Sunday 13 January 2013

The New Bazaar Language


“Mere photo ko...”  Dramatic Pause.  “Mere photo ko seene se yaar...chipka le saiyan Fevicol se.”

These hazardous lyrics are from the latest chartbuster Fevicol Se, from Dabangg 2. But you already knew that.

That’s a safe guess because it’s difficult for anyone who has a TV set, or neighbours, or uses autos, to not know of the existence of this song, or any others of its ilk. The growing genre of ‘item number’s has become the point of thrust (no pun intended) for the marketing of any big budget movie nowadays. We are literally carpet bombed. Nobody but the grumpiest seem to mind.

What is interesting though, is a strange pattern twisting through these songs. Note the following lines:
Anarkali disco chali
Character Dheela Hai
Munni Badnaam Hui, Darling Tere Liye

A significant percentage of these item songs use English words as part of their punch-line sentences. The song Jhalla in Ishakzaade uses English for every point in its long list of the character’s jhalla-ness.

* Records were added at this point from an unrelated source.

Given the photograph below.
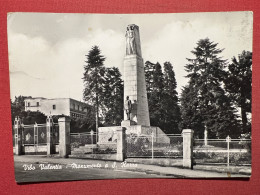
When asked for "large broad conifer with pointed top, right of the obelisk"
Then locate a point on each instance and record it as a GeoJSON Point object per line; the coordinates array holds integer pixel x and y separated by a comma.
{"type": "Point", "coordinates": [208, 103]}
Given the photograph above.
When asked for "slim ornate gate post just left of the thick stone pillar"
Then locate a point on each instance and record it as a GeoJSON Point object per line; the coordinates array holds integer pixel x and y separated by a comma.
{"type": "Point", "coordinates": [50, 140]}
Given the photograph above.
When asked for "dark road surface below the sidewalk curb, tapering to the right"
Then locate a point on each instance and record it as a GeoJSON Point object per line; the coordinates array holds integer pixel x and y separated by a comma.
{"type": "Point", "coordinates": [68, 173]}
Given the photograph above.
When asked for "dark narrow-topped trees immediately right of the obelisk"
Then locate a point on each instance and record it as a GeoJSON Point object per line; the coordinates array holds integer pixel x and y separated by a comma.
{"type": "Point", "coordinates": [162, 96]}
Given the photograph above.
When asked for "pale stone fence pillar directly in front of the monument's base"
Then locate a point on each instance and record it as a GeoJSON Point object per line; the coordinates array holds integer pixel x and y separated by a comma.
{"type": "Point", "coordinates": [121, 144]}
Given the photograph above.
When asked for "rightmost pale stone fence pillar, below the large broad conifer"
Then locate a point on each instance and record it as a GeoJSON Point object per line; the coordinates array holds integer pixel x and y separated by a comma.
{"type": "Point", "coordinates": [187, 148]}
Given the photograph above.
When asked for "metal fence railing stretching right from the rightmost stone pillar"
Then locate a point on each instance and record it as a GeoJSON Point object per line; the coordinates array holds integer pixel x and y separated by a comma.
{"type": "Point", "coordinates": [222, 151]}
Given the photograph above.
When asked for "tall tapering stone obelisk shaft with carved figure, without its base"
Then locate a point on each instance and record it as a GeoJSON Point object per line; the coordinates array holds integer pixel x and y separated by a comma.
{"type": "Point", "coordinates": [134, 78]}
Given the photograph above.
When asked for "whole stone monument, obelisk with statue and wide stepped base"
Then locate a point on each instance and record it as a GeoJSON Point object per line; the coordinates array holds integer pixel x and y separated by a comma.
{"type": "Point", "coordinates": [136, 112]}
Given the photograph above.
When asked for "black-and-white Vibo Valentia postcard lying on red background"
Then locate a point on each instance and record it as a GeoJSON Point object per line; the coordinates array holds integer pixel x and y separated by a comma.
{"type": "Point", "coordinates": [110, 96]}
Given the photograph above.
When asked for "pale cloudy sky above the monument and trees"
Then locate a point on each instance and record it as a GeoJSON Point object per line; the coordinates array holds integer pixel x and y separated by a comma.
{"type": "Point", "coordinates": [47, 50]}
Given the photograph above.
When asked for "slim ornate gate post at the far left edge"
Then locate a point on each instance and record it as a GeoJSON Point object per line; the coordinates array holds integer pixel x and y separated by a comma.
{"type": "Point", "coordinates": [18, 136]}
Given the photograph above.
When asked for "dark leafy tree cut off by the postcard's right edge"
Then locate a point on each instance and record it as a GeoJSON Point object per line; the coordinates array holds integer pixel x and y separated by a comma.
{"type": "Point", "coordinates": [238, 84]}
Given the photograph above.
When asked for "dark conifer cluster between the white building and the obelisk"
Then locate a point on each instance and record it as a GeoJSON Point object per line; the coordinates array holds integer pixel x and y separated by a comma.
{"type": "Point", "coordinates": [103, 88]}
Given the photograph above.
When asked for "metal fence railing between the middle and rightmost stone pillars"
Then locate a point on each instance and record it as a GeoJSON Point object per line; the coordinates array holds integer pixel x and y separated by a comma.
{"type": "Point", "coordinates": [154, 146]}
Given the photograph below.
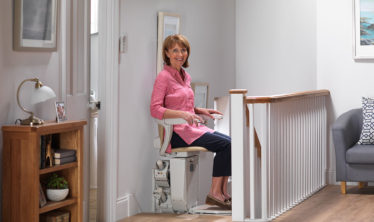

The reason I found this surprising is that these songs were clearly meant to appeal to a vast section of society, many who clearly do not speak in English. It’s motives explained the pelvic thrusts. It didn’t explain the increasing use of English words interspersed in Hindi sentences – the legitimacy it seemed to give to this ‘Hinglistani’ as a way of speaking.

Then I started noticing how people were actually speaking – the woman at the local shop who says ‘yeh cream face pe laganaa hai’, the man selling ‘pottery items jisme plant rakhte hai’, the driver who asks if ‘hum scenic spot pe roke? Wahaan photo lena’.

Suddenly, it seemed like there was good reason to add English words to celebrity cleavages. But a part of me still rebelled at the idea of Hinglistani actually gaining ground. It just seemed too far-fetched. I couldn’t see it going anywhere. After all, English is spoken by so few, and spoken well by even fewer. And the Raj is gone, the English are a rare sight in India. Besides, there are currently no books written in Hinglistani, no attempts at any literature in this pidgin. Most good English speakers in India go out their way to ridicule this sort of ghati-ness.
None of these seems at all condusive to a linguistic transition – to the slow simmer forge of a new mixed language.

And yet...that’s exactly how Urdu was formed.

So perhaps, just perhaps, the lyricist of Fevicol Se, is a poet for a new language in its birth pangs.